MADISON COUNTY, Ala. (WHNT) - Officials from Huntsville, Madison and Madison County convened for a EMA weather briefing Monday afternoon.

The anticipated two rounds of the impending wintry mix event have local agencies putting their heads together.

According to EMA officials, communication is key in situations such as this, whether you live north or south of the Mason-Dixon line.

It especially helps when you have municipalities adept at working together.

"There's not a lot of turf war going on between these municipalities," says Emergency Management officer Paige Colburn.

"There's a lot of partnership, a lot of willingness to work together and make these plans at the same time: maybe not let Redstone Arsenal and the schools out onto the roads at the exact same time of day, for example."
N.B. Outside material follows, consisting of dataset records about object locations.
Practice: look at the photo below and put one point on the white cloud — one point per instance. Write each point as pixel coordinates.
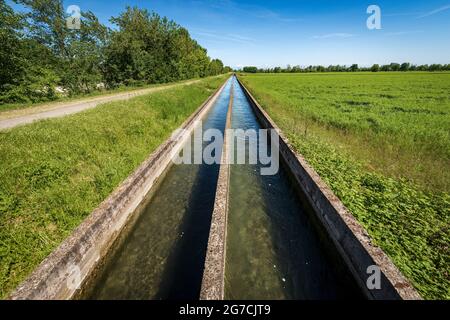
(334, 35)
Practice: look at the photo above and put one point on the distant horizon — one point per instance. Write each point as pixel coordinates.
(277, 33)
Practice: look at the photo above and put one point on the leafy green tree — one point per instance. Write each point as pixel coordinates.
(375, 68)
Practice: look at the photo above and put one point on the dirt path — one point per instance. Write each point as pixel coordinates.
(11, 119)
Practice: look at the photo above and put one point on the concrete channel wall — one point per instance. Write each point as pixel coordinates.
(65, 272)
(213, 282)
(350, 239)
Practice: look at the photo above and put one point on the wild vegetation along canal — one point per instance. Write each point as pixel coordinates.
(273, 249)
(162, 256)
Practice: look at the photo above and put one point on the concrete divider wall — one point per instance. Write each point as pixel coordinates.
(349, 238)
(65, 271)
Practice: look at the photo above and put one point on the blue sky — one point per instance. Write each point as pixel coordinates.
(270, 33)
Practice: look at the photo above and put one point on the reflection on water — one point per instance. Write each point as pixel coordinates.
(273, 250)
(163, 255)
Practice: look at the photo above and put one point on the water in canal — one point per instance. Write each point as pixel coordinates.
(273, 249)
(163, 255)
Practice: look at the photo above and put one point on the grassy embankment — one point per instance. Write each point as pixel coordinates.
(55, 172)
(382, 143)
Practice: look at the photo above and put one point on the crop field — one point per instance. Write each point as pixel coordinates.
(381, 141)
(55, 172)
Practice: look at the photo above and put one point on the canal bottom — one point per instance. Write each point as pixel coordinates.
(274, 250)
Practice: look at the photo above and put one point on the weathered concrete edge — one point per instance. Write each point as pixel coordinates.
(350, 238)
(213, 282)
(62, 274)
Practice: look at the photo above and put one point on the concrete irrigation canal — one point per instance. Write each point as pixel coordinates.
(219, 231)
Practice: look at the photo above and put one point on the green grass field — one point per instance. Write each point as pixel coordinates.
(55, 172)
(382, 143)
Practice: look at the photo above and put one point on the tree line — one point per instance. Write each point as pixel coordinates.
(41, 58)
(353, 68)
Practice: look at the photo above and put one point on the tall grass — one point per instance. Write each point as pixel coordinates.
(381, 142)
(55, 172)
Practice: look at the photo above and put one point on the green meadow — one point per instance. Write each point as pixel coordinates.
(381, 141)
(55, 172)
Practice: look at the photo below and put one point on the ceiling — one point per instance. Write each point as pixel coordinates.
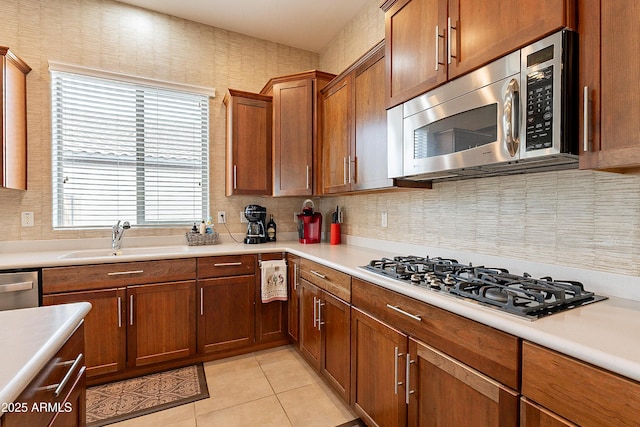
(305, 24)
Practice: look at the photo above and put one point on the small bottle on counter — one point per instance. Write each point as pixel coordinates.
(271, 230)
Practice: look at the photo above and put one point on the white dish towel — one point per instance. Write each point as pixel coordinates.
(274, 280)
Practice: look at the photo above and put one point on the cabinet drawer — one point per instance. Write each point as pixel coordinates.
(101, 276)
(332, 281)
(52, 386)
(577, 391)
(225, 266)
(492, 352)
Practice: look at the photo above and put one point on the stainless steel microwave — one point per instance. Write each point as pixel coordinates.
(514, 115)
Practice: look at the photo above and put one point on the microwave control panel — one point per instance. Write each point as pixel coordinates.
(540, 109)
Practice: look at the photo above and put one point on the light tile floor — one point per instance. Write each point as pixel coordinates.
(274, 387)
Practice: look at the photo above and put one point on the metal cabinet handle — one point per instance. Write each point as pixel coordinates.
(449, 31)
(320, 322)
(396, 383)
(16, 287)
(401, 311)
(315, 273)
(122, 273)
(227, 264)
(511, 117)
(201, 301)
(58, 388)
(119, 312)
(407, 389)
(131, 310)
(438, 37)
(586, 128)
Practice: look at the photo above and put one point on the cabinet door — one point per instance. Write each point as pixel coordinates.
(337, 129)
(377, 371)
(436, 377)
(609, 72)
(370, 118)
(13, 121)
(105, 328)
(310, 336)
(335, 325)
(226, 318)
(293, 138)
(481, 31)
(293, 323)
(161, 322)
(248, 144)
(415, 34)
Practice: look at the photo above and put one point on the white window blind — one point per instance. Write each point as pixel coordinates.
(125, 151)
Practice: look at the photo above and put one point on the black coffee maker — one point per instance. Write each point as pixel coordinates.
(256, 215)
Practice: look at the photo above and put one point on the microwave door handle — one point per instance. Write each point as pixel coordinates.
(511, 117)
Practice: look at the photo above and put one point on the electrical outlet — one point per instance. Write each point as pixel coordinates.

In any winter weather briefing at the Madison County EMA office, you'll find Madison Police making decisions about road preparations right next to administrators from Huntsville City Schools solidifying their delay or closure plans.

It's that type of mindset that helps our area avoid the highly politicized debacles we've seen recently in the Birmingham and Atlanta metro areas.

In addition to local officials, you'll find state agencies like ALDOT on the conference call talking about the pre-treatment of state-run roadways.

Whether it's the manageability of our area - far smaller than the 50 or so plus separate municipalities in the Atlanta metro area - officials here seem to have their routine down when it comes to ensuring the safety of citizens.

"Fortunately, either we're small enough or we've done this so many times now that the three musketeers know how to play together," Colburn laughed.

As clichéd as it may sound, success and safety really is all about preparing for anything.

"We prepare for what's coming down from the sky today to freeze and never thaw," smiled Colburn. "We prepare for the worst case scenario."